IMF Urges Kenya to Align Crypto Regulations with Global Standards

The International Monetary Fund (IMF) has urged Kenya to update its crypto regulations to align with global standards, addressing risks related to money laundering, terrorism financing, and consumer protection. A report highlights gaps in the country's outdated regulatory framework for digital assets.

  • Kenya's current laws lack authority over cryptocurrencies, exposing vulnerabilities to scams and crimes.
  • A recent survey indicated that 38% of respondents know someone affected by crypto scams, while 62% are aware of money laundering risks.
  • In February 2024, authorities issued alerts about crypto platform fraud schemes.

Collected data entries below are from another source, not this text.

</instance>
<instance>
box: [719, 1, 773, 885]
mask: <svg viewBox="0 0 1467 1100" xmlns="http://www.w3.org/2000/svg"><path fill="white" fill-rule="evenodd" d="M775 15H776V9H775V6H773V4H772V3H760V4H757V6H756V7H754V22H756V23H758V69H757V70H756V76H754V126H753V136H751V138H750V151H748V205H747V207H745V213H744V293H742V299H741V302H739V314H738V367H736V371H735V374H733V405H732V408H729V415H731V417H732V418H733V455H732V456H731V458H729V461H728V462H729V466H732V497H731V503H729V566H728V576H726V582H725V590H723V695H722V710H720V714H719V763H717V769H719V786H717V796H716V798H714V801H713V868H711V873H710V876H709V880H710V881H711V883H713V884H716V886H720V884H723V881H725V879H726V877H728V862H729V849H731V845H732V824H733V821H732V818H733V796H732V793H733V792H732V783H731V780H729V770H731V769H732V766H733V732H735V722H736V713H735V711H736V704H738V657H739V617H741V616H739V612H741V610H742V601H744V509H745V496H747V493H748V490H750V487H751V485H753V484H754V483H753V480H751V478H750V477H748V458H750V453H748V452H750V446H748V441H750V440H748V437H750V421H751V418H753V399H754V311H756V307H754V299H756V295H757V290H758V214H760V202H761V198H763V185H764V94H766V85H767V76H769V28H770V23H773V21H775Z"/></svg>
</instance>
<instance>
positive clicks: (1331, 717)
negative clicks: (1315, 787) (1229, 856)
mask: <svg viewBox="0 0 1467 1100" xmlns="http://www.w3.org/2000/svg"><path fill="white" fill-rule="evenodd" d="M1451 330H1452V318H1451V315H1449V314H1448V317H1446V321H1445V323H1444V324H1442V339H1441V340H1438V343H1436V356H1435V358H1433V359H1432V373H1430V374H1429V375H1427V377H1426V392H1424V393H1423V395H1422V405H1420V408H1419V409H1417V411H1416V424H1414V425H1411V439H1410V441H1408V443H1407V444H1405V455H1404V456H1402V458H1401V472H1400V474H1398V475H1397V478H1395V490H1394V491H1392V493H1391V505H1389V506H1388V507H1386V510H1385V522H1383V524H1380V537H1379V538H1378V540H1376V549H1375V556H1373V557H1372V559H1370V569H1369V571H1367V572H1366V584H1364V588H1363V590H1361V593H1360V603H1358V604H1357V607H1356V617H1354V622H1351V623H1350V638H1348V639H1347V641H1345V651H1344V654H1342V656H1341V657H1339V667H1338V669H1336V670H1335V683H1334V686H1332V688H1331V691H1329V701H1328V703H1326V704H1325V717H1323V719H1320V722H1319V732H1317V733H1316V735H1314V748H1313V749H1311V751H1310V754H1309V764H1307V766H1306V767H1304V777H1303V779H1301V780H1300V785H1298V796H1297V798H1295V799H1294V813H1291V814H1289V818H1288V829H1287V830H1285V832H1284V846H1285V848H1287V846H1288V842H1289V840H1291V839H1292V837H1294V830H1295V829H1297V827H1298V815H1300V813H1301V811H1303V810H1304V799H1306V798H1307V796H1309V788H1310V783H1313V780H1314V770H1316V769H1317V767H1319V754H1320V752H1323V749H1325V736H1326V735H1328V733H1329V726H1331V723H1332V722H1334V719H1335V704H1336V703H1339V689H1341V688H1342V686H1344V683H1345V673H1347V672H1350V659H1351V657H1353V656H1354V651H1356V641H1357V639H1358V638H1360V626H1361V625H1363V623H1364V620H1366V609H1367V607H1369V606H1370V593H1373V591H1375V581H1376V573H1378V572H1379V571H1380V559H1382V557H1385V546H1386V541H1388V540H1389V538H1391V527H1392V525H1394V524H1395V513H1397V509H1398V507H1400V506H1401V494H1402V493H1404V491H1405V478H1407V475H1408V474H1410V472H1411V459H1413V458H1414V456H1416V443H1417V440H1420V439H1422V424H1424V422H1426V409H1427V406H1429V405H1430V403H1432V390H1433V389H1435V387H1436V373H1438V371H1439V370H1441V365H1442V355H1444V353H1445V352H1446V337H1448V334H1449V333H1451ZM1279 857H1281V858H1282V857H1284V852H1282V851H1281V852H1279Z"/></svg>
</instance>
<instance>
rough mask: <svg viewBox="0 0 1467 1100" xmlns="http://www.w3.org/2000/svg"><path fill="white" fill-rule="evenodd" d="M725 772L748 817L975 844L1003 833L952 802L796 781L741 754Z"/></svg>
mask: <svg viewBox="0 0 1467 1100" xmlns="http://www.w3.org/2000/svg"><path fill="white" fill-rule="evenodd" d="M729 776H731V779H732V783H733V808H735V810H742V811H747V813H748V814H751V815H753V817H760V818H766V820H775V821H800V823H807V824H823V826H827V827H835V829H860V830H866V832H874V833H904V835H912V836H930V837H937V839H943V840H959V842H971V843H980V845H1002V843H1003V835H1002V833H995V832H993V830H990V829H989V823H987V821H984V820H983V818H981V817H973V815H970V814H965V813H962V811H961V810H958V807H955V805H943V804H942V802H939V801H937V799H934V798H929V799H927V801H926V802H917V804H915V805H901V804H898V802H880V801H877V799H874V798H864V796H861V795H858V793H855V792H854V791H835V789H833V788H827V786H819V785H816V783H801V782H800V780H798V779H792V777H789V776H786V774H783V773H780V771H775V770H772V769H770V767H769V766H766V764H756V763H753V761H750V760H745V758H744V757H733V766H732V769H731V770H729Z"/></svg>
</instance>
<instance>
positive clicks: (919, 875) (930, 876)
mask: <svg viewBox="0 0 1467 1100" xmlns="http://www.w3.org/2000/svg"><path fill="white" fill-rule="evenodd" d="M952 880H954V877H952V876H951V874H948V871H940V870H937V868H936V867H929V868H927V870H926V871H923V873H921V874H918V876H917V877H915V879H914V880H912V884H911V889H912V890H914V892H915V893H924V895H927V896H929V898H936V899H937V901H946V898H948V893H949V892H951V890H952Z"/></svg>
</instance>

IMF Calls for Global Crypto Standards

Kenyan lawmakers are divided on crypto regulation. The IMF recommends a structured regulatory framework to ensure compliance with international standards and protect consumers.

“The development of Kenya’s regulatory and supervisory framework for crypto assets should be aligned with international frameworks and standards,” said IMF.

  • Alignment needed with protocols like the Bali Fintech Agenda and FATF guidelines.
  • IMF suggests a phased strategy: analyze the crypto market within 6-12 months, then develop a comprehensive legal framework beyond 12 months.
  • Authorities should avoid conflicting terms to ensure consistency in legal definitions.

Broader Financial Reforms

The IMF’s call for crypto regulation is part of a broader engagement with Kenya’s financial systems. In June 2024, Kenya reached a staff-level agreement with the IMF to address fiscal issues and improve debt sustainability.

  • By December 2024, the IMF emphasized the need for stronger fiscal policies to protect against economic shocks.